答えは否。まったくといって記憶は戻らない。なのに、この不思議な感覚というのは何なのか。何が不思議に感じるのかも分からない。

 自分の中の何が正しい情報なのかも。

 素直に告げると、紫月はやっぱり、と笑った。


「そういえばキミは気付いているのかな?」

「何がだ?」

「キミはね、往きつ戻りつの堂々巡りをしているんだよ。今」


 つまり、同じことを続けていると。

 不思議に思っていたのはこういうことなのだろうか。

 今は夜。もう少しで満ちる月が昇っている。雲はなく、幾億数多もの星が煌めいていた。時折吹く風がちょうど心地よい。

 伏見ヶ稲荷ノ大社で四ツ辻を往き山頂を目指せば三ノ峯、二ノ峯、一ノ峯があるはず。


「ここは、どこだ……?」


 ずっと歩き登っていた。

 何日も、何日も。

 山頂に辿り着くのに何日もかかるはずがない。

 この道往きをはじめて何日目になる?

 酒が満たされた盃を持つ手が震え、伽藍は立ち止まった。


「ここは―――」


 振り返る。

 初めて紫月と出会った日以前も、そして彼女と出会った以降も、振り返って後ろをじっと見つめたことがあっただろうか。いや、ない。

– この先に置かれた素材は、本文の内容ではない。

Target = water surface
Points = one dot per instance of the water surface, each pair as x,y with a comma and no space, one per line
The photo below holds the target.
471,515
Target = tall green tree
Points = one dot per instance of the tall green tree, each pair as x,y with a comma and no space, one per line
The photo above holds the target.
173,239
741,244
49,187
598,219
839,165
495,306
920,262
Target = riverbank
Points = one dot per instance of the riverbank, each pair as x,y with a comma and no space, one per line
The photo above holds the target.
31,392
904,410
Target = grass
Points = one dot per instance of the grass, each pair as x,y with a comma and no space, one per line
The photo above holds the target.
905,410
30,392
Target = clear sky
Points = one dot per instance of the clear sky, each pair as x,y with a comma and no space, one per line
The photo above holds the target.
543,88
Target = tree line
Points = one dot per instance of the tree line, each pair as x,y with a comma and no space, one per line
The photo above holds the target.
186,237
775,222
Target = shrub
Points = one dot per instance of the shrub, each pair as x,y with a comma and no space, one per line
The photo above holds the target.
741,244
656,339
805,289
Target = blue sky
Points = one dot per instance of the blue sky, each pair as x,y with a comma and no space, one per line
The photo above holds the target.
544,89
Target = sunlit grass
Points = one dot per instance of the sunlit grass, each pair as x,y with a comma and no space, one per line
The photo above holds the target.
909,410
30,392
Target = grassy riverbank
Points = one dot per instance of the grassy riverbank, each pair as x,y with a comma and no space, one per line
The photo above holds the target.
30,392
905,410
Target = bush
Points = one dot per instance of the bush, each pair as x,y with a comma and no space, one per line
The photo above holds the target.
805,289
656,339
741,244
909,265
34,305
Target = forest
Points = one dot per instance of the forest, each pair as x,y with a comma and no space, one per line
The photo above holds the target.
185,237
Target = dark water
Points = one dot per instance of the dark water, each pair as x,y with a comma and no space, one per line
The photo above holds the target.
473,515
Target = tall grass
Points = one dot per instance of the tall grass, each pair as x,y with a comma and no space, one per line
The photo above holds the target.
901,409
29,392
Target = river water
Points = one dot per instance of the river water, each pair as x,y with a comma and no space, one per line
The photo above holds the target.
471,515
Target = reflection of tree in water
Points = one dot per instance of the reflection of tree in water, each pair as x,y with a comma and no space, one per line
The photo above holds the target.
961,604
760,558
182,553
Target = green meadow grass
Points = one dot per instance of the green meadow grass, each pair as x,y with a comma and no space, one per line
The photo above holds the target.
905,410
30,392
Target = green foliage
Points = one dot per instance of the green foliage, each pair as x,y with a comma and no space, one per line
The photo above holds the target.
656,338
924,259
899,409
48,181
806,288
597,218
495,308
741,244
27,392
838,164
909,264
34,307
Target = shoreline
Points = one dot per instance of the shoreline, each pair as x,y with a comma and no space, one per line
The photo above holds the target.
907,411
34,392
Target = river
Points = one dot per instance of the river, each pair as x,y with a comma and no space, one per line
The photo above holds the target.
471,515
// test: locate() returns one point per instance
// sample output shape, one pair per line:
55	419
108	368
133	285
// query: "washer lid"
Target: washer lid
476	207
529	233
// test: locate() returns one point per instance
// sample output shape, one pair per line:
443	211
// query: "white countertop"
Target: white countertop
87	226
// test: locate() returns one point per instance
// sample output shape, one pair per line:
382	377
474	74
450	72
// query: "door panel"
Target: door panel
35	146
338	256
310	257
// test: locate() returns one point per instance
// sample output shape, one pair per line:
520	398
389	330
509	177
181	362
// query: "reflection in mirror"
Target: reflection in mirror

 彼女と出会った時、彼女はあの闇の奥にまるで浮かび上がっているように見えた。闇色の着物さえ、うっすらと光を纏っているかのようだった。月明かりに照らされているとばかり思っていた。

 しかし今はどうだ。

 そこは月影に沈み闇一色。

 飲み込まれてしまいそうな。

 手から盃が離れて落ち、静けさを打ち破るかのように音が響いた。

 何かが、頭の中に押し寄せてくる。


「さて」


 紫月の軽い声が聞こえて、伽藍は我に戻った。

 気が付けば彼女は自分が落とした盃を拾っている。零れた酒が、階段に染み込んでいた。

 今、何か思い出しかけた。


「またね」


 楽しそうに微笑みを浮かべると、彼女は闇に消えて行った。

 彼女はやはり、というか何となくそういう気がしていたのだが―――妖怪の類だったのだ。